# Wordpress vs zenfolio, shutterfly and other similar sites



## onelove (Aug 25, 2016)

Hello,

I am about to set up a site for my photos and a blog.  I am reasonably experienced in WordPress and have no issues developing a site.  I intend to monetize the blog with affiliate and CPA marketing as well as sell prints and other custom products.

My question:  Is there any advantage, such as increased visibility or marketing reach, to using one of the photo hosting sites over my own WP site?

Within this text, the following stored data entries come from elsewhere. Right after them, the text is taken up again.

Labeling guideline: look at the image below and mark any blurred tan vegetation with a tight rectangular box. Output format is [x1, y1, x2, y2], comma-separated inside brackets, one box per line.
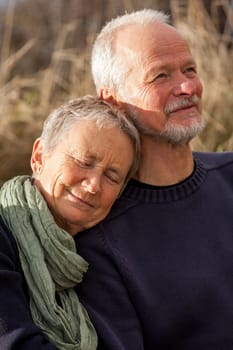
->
[0, 0, 232, 186]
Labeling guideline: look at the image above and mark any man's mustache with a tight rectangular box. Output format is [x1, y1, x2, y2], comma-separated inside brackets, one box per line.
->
[164, 95, 200, 116]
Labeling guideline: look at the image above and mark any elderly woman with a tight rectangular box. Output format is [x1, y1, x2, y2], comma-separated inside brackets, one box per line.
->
[0, 95, 140, 350]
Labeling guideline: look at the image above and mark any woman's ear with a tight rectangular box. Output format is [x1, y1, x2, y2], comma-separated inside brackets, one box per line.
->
[30, 137, 44, 175]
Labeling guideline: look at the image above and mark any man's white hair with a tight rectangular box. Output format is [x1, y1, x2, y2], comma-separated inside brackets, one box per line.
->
[91, 9, 170, 95]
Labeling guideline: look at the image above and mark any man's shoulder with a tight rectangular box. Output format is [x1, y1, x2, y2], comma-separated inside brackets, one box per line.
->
[194, 151, 233, 170]
[104, 195, 138, 222]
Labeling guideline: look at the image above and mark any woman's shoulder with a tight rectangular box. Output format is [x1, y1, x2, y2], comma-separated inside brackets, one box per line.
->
[0, 216, 21, 269]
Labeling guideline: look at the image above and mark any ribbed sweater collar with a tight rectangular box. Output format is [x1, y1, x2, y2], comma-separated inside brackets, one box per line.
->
[123, 155, 207, 203]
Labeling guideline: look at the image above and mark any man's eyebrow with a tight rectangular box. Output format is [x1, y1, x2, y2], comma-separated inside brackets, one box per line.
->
[183, 58, 197, 67]
[144, 59, 197, 82]
[143, 64, 167, 81]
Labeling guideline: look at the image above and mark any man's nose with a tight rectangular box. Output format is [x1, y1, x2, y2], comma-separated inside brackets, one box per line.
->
[173, 75, 197, 96]
[180, 80, 197, 94]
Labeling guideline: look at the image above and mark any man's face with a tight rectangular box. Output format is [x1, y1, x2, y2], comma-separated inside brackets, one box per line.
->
[115, 23, 204, 144]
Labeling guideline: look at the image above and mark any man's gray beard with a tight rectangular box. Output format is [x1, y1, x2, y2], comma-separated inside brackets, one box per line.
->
[128, 107, 205, 146]
[158, 118, 205, 145]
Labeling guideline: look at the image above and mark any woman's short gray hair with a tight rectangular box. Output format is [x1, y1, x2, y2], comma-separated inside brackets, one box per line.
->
[91, 9, 170, 94]
[40, 95, 141, 181]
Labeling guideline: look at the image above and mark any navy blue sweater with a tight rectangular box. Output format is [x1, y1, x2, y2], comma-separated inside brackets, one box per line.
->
[75, 152, 233, 350]
[0, 152, 233, 349]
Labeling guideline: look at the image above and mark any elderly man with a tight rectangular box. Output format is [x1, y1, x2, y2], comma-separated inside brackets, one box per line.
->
[76, 9, 233, 350]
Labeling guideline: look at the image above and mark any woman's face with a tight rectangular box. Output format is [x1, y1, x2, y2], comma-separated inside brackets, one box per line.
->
[31, 120, 135, 235]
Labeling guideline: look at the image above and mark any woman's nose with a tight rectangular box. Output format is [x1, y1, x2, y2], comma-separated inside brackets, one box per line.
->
[82, 174, 101, 194]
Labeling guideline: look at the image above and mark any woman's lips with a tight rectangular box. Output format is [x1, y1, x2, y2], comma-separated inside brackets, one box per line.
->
[67, 190, 95, 208]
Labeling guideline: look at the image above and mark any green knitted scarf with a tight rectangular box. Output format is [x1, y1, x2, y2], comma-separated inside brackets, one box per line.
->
[0, 175, 97, 350]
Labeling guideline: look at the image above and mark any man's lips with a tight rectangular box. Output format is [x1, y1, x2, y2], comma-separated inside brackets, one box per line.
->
[164, 95, 200, 116]
[170, 103, 196, 114]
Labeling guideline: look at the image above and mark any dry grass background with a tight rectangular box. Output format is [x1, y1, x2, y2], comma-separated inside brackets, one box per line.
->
[0, 0, 232, 186]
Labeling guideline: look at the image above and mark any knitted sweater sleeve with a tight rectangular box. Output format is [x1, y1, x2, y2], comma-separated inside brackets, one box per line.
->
[75, 224, 144, 350]
[0, 217, 58, 350]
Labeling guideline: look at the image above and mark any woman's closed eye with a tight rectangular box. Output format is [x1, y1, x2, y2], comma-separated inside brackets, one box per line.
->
[104, 170, 122, 185]
[78, 159, 93, 168]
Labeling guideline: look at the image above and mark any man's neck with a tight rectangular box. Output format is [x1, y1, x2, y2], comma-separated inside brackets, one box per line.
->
[136, 137, 194, 186]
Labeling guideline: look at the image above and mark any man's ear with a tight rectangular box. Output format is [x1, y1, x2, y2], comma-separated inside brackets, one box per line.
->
[100, 88, 119, 106]
[30, 137, 44, 175]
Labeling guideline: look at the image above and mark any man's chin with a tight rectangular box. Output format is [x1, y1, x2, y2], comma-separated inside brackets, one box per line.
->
[159, 118, 205, 145]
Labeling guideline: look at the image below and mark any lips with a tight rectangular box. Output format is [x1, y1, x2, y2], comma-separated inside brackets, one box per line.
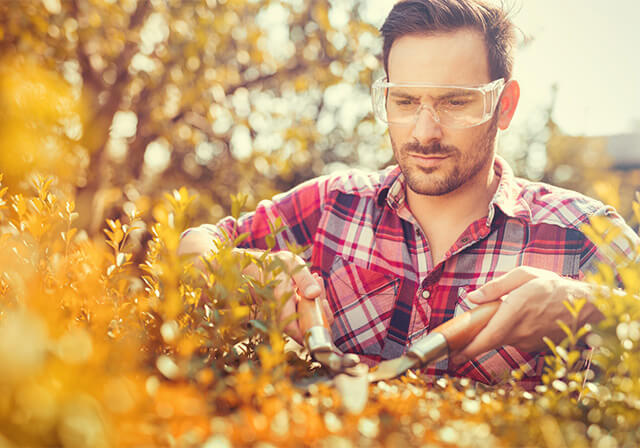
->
[410, 153, 448, 159]
[408, 153, 450, 168]
[409, 153, 450, 161]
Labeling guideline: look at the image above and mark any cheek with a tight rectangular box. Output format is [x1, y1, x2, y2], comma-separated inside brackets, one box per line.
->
[453, 126, 492, 155]
[388, 126, 411, 148]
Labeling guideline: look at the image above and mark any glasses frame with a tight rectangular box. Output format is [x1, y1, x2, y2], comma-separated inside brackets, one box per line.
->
[371, 77, 506, 129]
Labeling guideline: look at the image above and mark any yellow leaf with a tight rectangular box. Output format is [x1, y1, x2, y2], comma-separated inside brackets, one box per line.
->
[232, 305, 250, 321]
[566, 351, 581, 369]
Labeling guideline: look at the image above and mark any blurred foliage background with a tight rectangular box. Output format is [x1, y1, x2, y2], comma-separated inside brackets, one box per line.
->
[1, 1, 640, 447]
[0, 0, 391, 240]
[1, 0, 638, 238]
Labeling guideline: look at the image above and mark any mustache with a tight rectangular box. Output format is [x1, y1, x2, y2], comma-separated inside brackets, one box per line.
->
[402, 141, 457, 156]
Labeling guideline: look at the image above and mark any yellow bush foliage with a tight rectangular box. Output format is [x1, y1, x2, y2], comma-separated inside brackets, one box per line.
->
[0, 174, 639, 447]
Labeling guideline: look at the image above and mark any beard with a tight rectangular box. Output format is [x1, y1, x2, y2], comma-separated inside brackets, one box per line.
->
[391, 118, 498, 196]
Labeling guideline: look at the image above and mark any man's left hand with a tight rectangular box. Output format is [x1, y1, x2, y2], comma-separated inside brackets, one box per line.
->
[450, 266, 604, 366]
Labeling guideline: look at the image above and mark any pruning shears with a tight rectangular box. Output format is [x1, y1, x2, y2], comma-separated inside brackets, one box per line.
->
[369, 300, 501, 382]
[300, 294, 502, 412]
[298, 296, 370, 414]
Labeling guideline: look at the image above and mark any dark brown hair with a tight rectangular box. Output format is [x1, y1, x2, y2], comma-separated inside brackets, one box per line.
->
[380, 0, 517, 81]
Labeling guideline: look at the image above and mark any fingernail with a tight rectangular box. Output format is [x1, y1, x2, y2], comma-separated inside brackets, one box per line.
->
[466, 289, 484, 302]
[305, 284, 321, 297]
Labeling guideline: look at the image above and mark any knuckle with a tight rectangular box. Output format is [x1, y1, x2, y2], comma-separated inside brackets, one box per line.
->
[274, 250, 295, 262]
[519, 276, 566, 302]
[515, 265, 538, 278]
[481, 278, 499, 293]
[530, 277, 556, 294]
[287, 253, 307, 270]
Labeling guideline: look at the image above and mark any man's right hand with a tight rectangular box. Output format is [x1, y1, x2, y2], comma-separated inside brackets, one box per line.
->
[261, 250, 326, 343]
[177, 229, 331, 344]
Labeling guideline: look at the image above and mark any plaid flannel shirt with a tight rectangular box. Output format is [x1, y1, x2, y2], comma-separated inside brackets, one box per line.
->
[189, 156, 638, 387]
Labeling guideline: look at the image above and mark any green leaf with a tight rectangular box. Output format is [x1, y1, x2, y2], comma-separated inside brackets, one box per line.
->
[248, 319, 269, 332]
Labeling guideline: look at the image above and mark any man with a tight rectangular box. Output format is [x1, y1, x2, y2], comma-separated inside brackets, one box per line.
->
[179, 0, 638, 386]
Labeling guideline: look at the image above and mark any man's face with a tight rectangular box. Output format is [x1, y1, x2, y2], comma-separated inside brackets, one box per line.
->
[387, 30, 499, 196]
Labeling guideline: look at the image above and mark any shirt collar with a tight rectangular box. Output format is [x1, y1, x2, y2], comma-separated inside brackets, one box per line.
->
[489, 156, 532, 223]
[377, 155, 533, 223]
[377, 165, 403, 208]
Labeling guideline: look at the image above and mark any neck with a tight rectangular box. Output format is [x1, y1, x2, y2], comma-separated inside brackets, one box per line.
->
[406, 155, 499, 228]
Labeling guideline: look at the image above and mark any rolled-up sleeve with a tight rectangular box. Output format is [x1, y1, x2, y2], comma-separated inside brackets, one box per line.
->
[181, 175, 328, 262]
[579, 205, 640, 283]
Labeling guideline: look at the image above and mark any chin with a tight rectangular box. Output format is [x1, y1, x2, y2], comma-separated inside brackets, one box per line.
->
[406, 172, 464, 196]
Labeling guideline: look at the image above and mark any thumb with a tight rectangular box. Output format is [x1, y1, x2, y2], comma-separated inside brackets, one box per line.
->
[465, 288, 490, 304]
[289, 263, 322, 299]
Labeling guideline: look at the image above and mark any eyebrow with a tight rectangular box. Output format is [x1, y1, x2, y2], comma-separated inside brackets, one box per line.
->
[389, 90, 418, 101]
[436, 91, 475, 101]
[389, 89, 475, 102]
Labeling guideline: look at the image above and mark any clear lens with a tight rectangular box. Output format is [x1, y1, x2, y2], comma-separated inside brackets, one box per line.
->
[371, 78, 504, 128]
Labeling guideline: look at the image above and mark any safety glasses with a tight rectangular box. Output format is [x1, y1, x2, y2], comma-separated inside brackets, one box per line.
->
[371, 77, 505, 128]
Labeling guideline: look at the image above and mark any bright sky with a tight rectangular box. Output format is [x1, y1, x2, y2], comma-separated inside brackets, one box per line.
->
[366, 0, 640, 137]
[513, 0, 640, 136]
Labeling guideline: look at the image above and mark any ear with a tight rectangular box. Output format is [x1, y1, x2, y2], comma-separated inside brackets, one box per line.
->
[496, 79, 520, 130]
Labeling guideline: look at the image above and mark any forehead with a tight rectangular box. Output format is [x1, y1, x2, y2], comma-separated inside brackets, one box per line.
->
[387, 29, 491, 85]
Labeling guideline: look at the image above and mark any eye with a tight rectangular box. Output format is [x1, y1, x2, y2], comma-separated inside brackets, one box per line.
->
[445, 98, 470, 107]
[392, 98, 417, 108]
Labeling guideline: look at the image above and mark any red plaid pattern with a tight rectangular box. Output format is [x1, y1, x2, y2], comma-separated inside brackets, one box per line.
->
[187, 156, 638, 387]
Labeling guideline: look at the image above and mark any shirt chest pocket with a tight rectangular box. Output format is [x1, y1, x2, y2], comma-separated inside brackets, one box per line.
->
[325, 256, 400, 356]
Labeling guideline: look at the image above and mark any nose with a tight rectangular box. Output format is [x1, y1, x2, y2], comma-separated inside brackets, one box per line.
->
[411, 105, 444, 145]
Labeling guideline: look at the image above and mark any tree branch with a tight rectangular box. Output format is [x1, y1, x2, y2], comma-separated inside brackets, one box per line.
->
[224, 62, 309, 97]
[70, 0, 103, 93]
[81, 1, 154, 162]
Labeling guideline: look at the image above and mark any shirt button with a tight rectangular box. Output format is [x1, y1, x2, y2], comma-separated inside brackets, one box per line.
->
[421, 290, 430, 299]
[461, 237, 470, 244]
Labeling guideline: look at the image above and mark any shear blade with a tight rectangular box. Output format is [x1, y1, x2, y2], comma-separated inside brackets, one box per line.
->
[368, 355, 418, 382]
[335, 367, 369, 414]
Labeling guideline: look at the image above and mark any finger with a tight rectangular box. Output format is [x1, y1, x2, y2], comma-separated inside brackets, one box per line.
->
[282, 293, 303, 344]
[274, 274, 295, 304]
[451, 297, 518, 364]
[321, 298, 334, 326]
[284, 324, 303, 345]
[312, 273, 334, 327]
[284, 322, 303, 345]
[466, 266, 549, 304]
[286, 257, 322, 299]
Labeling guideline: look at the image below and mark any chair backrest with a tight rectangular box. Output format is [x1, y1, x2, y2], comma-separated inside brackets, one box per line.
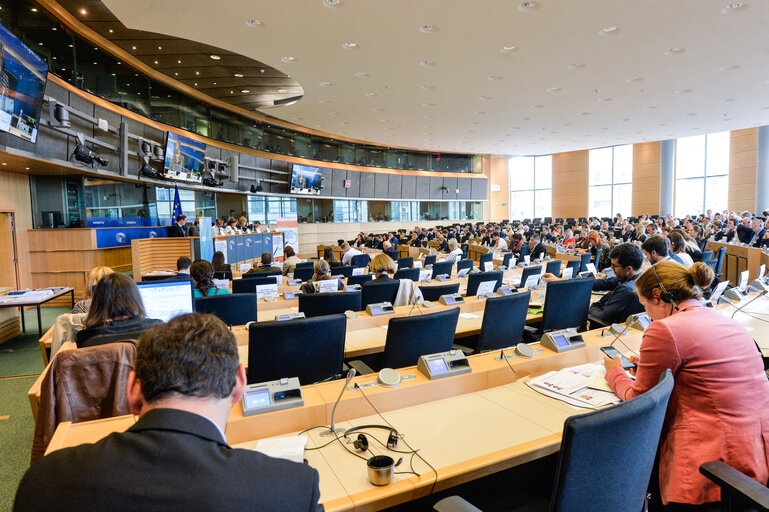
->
[347, 274, 373, 286]
[545, 260, 561, 276]
[579, 253, 592, 273]
[295, 261, 315, 270]
[456, 258, 473, 274]
[362, 280, 400, 309]
[79, 329, 149, 349]
[519, 265, 543, 288]
[247, 314, 346, 385]
[565, 259, 581, 277]
[394, 267, 420, 281]
[541, 278, 594, 331]
[212, 270, 232, 281]
[519, 243, 529, 258]
[299, 291, 362, 317]
[701, 249, 713, 263]
[431, 261, 453, 279]
[466, 271, 504, 296]
[418, 283, 460, 302]
[331, 265, 354, 278]
[381, 307, 460, 369]
[550, 371, 674, 512]
[243, 270, 282, 278]
[475, 290, 531, 353]
[233, 277, 278, 294]
[714, 246, 726, 276]
[502, 253, 514, 268]
[424, 255, 437, 267]
[593, 248, 603, 269]
[397, 257, 414, 268]
[293, 266, 315, 282]
[479, 252, 493, 266]
[194, 294, 257, 326]
[351, 254, 371, 268]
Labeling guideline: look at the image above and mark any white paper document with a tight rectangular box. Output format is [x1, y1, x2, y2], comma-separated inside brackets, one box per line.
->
[459, 313, 480, 320]
[254, 435, 308, 464]
[526, 363, 620, 409]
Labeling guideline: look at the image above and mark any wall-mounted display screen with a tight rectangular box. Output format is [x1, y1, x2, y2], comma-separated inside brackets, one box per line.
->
[163, 132, 206, 183]
[0, 22, 48, 144]
[290, 164, 323, 195]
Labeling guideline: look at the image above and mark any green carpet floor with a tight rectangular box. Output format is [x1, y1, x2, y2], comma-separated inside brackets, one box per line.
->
[0, 307, 67, 512]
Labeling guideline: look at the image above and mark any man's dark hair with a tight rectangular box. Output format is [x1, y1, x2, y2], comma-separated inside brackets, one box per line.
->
[176, 214, 186, 222]
[135, 313, 238, 403]
[260, 252, 273, 265]
[641, 235, 670, 257]
[609, 243, 643, 270]
[177, 256, 192, 271]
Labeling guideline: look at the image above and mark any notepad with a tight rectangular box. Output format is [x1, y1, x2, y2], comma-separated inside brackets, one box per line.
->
[255, 435, 308, 464]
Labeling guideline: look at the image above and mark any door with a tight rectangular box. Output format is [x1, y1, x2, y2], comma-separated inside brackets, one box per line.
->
[0, 212, 20, 290]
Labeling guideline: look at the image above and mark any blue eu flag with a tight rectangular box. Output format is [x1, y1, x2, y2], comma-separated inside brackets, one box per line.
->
[172, 185, 183, 221]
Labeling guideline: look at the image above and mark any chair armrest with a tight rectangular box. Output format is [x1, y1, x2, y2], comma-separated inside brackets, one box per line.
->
[700, 461, 769, 511]
[347, 360, 375, 375]
[434, 496, 484, 512]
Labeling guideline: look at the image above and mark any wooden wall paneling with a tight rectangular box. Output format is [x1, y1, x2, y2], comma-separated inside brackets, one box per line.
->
[489, 157, 508, 222]
[551, 150, 589, 218]
[728, 128, 758, 212]
[0, 214, 17, 289]
[0, 172, 33, 289]
[632, 142, 661, 216]
[0, 313, 21, 345]
[29, 229, 96, 251]
[132, 238, 193, 279]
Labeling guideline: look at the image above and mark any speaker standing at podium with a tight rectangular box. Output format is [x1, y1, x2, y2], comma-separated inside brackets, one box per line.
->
[14, 314, 323, 512]
[604, 261, 769, 509]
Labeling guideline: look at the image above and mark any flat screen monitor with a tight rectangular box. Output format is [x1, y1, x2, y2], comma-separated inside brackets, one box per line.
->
[0, 22, 48, 144]
[163, 132, 206, 183]
[290, 164, 323, 195]
[137, 280, 194, 322]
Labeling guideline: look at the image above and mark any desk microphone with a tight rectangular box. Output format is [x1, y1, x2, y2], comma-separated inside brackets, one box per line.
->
[731, 289, 768, 319]
[324, 368, 357, 437]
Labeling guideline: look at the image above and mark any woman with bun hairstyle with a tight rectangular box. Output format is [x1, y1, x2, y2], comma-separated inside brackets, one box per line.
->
[604, 261, 769, 510]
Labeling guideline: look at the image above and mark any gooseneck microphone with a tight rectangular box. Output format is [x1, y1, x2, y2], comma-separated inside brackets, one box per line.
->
[324, 368, 357, 437]
[731, 289, 769, 319]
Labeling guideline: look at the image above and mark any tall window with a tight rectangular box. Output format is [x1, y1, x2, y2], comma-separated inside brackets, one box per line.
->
[674, 132, 729, 217]
[588, 145, 632, 218]
[509, 155, 552, 220]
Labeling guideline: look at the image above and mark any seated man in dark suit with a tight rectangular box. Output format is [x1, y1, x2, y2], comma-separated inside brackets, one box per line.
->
[15, 313, 322, 511]
[736, 216, 753, 244]
[528, 234, 546, 261]
[246, 252, 282, 274]
[587, 243, 644, 326]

Thanks for your wisdom and experience


----------



## tirediron (Aug 25, 2016)

I don't believe so.  It's a matter of establishing your presence on the 'net and ensuring that your SEO is as good as it can be.


----------



## Gary A. (Aug 25, 2016)

I know of many pros who use Smugmug for their sales.  The pros I know claim that Smugmug is great for how the sales end operates and for prints.


----------



## dennybeall (Aug 28, 2016)

If you do it right having your own website is far superior. You can control the presentation. If you want to do something you just do it. The problem is in the software for doing the things you want on the site.
There are things to do to make your site show up better on Google.


----------



## onelove (Aug 29, 2016)

Thanks folks.  This confirms my thoughts.  I can see where some of the features on the photo hosting sites might be convenient for wedding pros etc, but I am only interested in travel and fine art.  WP will be perfect for me.

Time to fire up a WP site


----------